Factors influencing the decision favoring surgical resection include
- extent of systemic disease
- neurologic status of patient
- number of cerebral metastases
- interval between diagnosis of primary cancer and occurrence of brain metastasis
- primary cancer
- location of tumor.
Single brain metastasis: Several controlled studies suggest a benefit of surgery combined with whole-brain irradiation for patients with single brain metastasis and stable extracranial disease.
Multiple brain metastases: For patients with multiple brain metastases, the role of surgery is generally limited to
- large, symptomatic, or life-threatening lesions
- tissue diagnosis in unknown primary
- differentiation of metastasis from primary brain tumor like meningioma.
The value of resection of multiple brain metastases with therapeutic intent has not been established.
- Radiation therapy is considered the primary therapy for patients with brain metastasis.
- Whole-brain irradiation increases median survival to 3 to 6 months.
- Overall response rate is 64% to 85%.
- Cranial nerve deficit improvement is seen in 40% of patients.
- From 30 to 50 Gy in 1.5- to 4-Gy fractions
- Most common schedule: 30 Gy in 10 fractions over 2 weeks
- Patients with good prognosis: more prolonged fractionation such as 40 Gy in 2-Gy fractions may reduce long-term morbidity.
Postoperative Radiation Therapy
- A 62% reduction in treatment failure is observed with postoperative radiation therapy.
- There is a 30% reduction in risk of death from neurologic causes.
- There is no improvement of overall survival or duration of functional independence.

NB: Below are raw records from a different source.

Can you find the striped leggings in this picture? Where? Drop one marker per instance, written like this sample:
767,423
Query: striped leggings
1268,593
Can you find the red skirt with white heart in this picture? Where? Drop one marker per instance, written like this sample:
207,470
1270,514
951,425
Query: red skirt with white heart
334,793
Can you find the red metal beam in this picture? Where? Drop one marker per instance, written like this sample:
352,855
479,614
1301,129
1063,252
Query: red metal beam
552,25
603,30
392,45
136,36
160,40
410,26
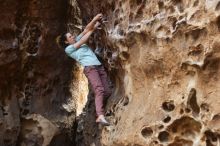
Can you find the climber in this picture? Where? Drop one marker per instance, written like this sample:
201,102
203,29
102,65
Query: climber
76,48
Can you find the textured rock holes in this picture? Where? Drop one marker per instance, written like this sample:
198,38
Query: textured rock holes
192,102
185,127
163,136
178,4
31,39
168,106
211,138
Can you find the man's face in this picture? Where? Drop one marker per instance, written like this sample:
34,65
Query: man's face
70,38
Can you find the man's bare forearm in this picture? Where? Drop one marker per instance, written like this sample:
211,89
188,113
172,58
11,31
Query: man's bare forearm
91,25
84,39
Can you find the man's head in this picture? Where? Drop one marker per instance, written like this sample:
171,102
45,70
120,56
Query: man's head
65,39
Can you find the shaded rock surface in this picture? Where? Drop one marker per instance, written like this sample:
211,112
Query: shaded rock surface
162,58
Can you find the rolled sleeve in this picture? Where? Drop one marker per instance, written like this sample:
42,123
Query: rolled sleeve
78,37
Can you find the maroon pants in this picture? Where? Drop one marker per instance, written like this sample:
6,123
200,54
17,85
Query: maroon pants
98,79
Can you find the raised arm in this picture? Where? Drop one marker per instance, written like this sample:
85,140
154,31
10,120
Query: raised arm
91,24
86,36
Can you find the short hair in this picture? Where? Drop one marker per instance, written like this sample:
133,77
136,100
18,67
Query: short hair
60,40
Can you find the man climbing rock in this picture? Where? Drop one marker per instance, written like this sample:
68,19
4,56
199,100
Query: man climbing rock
76,48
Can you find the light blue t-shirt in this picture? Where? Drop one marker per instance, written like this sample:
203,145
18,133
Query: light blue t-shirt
84,55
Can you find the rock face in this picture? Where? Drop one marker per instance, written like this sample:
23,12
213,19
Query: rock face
163,58
36,76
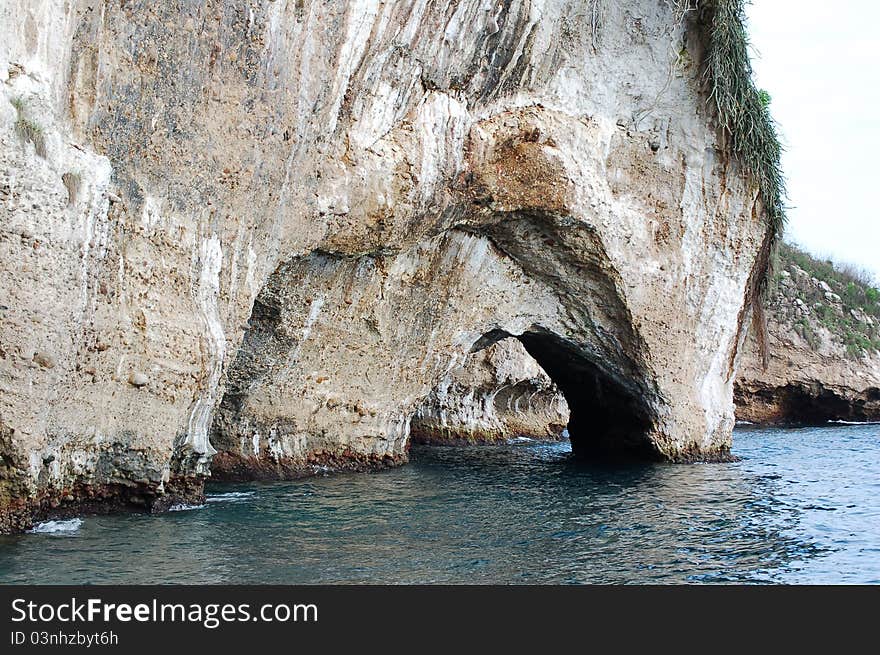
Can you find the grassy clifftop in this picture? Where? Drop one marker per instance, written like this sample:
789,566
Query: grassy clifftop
824,301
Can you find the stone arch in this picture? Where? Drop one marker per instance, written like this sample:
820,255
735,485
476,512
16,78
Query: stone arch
609,414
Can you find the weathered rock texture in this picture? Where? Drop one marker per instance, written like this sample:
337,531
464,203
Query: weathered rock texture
496,394
272,228
824,363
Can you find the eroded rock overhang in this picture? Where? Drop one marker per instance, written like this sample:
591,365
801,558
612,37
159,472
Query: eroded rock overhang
290,220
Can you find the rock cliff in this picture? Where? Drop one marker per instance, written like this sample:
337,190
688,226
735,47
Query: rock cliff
496,394
824,329
273,228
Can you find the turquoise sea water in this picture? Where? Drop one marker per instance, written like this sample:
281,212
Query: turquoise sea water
803,506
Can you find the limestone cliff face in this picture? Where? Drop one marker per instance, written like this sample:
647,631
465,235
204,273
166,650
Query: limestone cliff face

- Dosing: 50.4 Gy in 28 fractions.
- Dementia occurs in 11% of patients receiving a total dose of radiation >30 Gy
- Recommended dosing: 40 to 45 Gy in 1- to 2-Gy fractions.

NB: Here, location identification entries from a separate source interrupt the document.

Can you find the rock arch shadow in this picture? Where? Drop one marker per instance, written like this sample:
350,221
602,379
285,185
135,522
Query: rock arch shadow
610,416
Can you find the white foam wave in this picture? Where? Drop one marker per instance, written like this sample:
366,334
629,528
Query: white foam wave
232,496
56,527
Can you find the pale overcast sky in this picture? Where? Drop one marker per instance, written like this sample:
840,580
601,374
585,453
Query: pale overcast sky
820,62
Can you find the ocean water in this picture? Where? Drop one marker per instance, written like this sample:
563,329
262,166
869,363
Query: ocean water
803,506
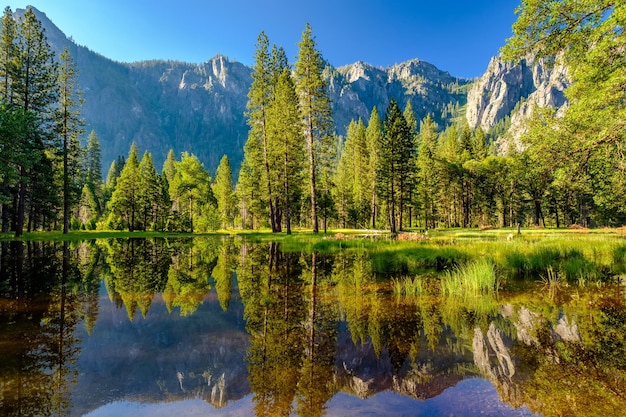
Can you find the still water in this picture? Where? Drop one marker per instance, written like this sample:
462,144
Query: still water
223,327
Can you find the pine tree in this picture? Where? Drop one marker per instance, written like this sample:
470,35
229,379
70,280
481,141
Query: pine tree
123,203
396,153
69,126
316,115
259,97
411,122
373,136
190,190
94,160
251,203
33,88
223,191
427,174
8,53
148,192
285,131
169,166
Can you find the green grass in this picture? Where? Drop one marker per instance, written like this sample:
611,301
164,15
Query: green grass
473,278
578,256
407,286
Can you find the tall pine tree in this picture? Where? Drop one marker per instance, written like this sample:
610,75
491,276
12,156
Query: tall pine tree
316,115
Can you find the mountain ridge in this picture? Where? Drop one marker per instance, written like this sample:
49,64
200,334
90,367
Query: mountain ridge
200,108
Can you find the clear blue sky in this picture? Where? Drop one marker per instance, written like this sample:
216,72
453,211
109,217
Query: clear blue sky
458,36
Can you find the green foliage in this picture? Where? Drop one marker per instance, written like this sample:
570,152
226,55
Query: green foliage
224,193
471,279
317,118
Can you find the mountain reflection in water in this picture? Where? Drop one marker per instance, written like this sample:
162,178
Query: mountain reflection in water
221,326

- Radiosurgery is recommended for patients with solitary or fewer than three metastases.
- Whole or partial brain irradiation is for patients who are not eligible for radiosurgery/chemotherapy.
- Clinical response is from 42% to 75%.
- Median survival is from 3.5 to 5 months.
- Dosing schedules vary without established consensus.
- Young patient
- Good performance status
- Limited extracranial disease
- One to two small lesions
- Recurrent brain metastasis after whole-brain irradiation.
Adverse Prognostic Factors
- Poor performance status
- Progressive systemic disease
- Infratentorial location
- Large tumor size
- Multiple lesions.
- There is, at present, no real indication for interstitial brachytherapy.
In select malignancies, brain metastases may show responses to systemic treatment of the underlying cancer.
Regimens including cyclophosphamide/5-fluorouracil/cisplatin (CFP), cyclophosphamide/methotrexate/5-fluorouracil (CMF), and doxorubicin (Adriamycin)/cyclophosphamide (AC) have been used, and are generally directed at the systemic cancer. Responses are noted in 50% to 70% of cases. There appears to be a survival advantage in patients who respond.
Small Cell Lung Cancer
Regimens including etoposide and platinating agents have been used. Overall response rates for primary brain metastasis approach 76%. Response rates decrease to 43% on CNS relapse.
- Karnofsky Performance Status more than 70
- Age less than 65 years
- Controlled primary disease
- No extracranial metastasis
- Median survival ranges from 2.3 to 7.1 months depending on the presence of good prognostic indicators (Table 33.15).